‘Night Moves,’ by Jonathan Kellerman

Night Moves

The fingers she offered were flash-frozen shoestring potatoes.

There’s hardly any point in me reviewing the latest Alex Delaware mystery by Jonathan Kellerman. I like the series immensely, and the books are uniformly excellent. Night Moves is no exception, though I’ll admit I did get lost in places.

Chet Corvin lives in an upscale suburb of Los Angeles with his wife and two children. He’s a braggart, and pushy, which works for him at his job, but makes him a pain to anyone who knows him. He’s outraged when he and his family come home from a night out to find a dead body in his den. The victim wasn’t killed there – there’s no blood splattered around – but his face has been obliterated by a shotgun blast and his hands have been cut off.

Det. Lt. Milo Sturgis catches the case, and he again brings in his friend Alex Delaware, psychologist, as a consultant.
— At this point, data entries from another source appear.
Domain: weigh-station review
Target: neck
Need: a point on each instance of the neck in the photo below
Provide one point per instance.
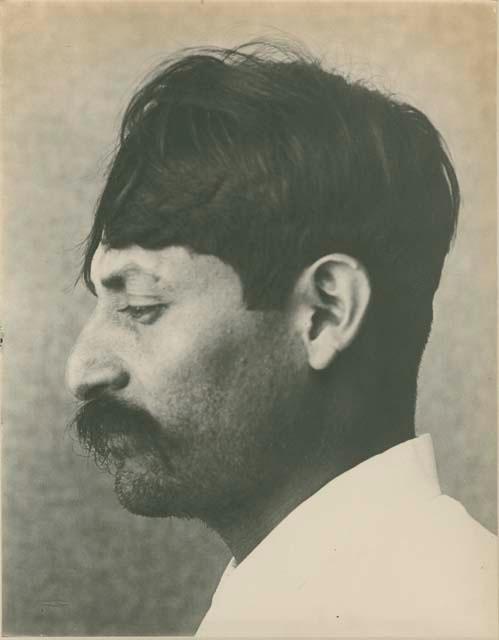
(245, 527)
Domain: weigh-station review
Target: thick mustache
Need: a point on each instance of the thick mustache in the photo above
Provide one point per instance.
(101, 421)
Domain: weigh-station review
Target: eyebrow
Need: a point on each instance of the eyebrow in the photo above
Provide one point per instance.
(116, 280)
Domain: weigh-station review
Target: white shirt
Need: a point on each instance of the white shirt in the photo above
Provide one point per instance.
(378, 551)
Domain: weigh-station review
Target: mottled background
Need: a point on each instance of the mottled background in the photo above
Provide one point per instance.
(74, 562)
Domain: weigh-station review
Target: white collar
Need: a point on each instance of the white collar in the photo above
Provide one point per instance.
(355, 501)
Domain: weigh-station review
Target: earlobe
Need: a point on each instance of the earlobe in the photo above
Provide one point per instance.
(334, 294)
The Corvin family is a study – cold wife, withdrawn teenaged daughter, rebellious son. There’s also a weird next-door neighbor – an older, unsocial artist who was once a famous underground cartoonist, back in the hippie era. His classic work is pretty creepy; Milo would definitely like to talk to him, but he won’t even answer the door.

One lead after another turns into a dead end. As Alex and Milo manage to learn one after another hard-won fact, bodies pile up and they begin to uncover the tracks of a complex, improbable, and shocking serial killer.
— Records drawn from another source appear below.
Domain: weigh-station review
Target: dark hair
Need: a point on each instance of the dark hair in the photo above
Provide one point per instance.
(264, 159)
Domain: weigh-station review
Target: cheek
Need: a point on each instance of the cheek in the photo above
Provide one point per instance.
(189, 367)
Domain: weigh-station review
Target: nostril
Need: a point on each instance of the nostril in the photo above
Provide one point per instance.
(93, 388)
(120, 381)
What I love most about the Alex Delaware books is his treatment of the characters. Author Kellerman loves to explode our preconceptions. Again and again we are introduced to people who invite snap judgment, but prove on closer acquaintance to be complex and full of surprises. I did kind of lose track of the multiple plot threads this time around – but that may just be a function of me getting old.

Recommended, for older teens and up. Cautions for the usual. Good stuff.

0 thoughts on “‘Night Moves,’ by Jonathan Kellerman”

  1. Was there a missing period in the last sentence? I’m not sure the “usual good stuff” requires a caution. But if it were two sentences, “Caution for the usual. Good stuff.” then it makes sense.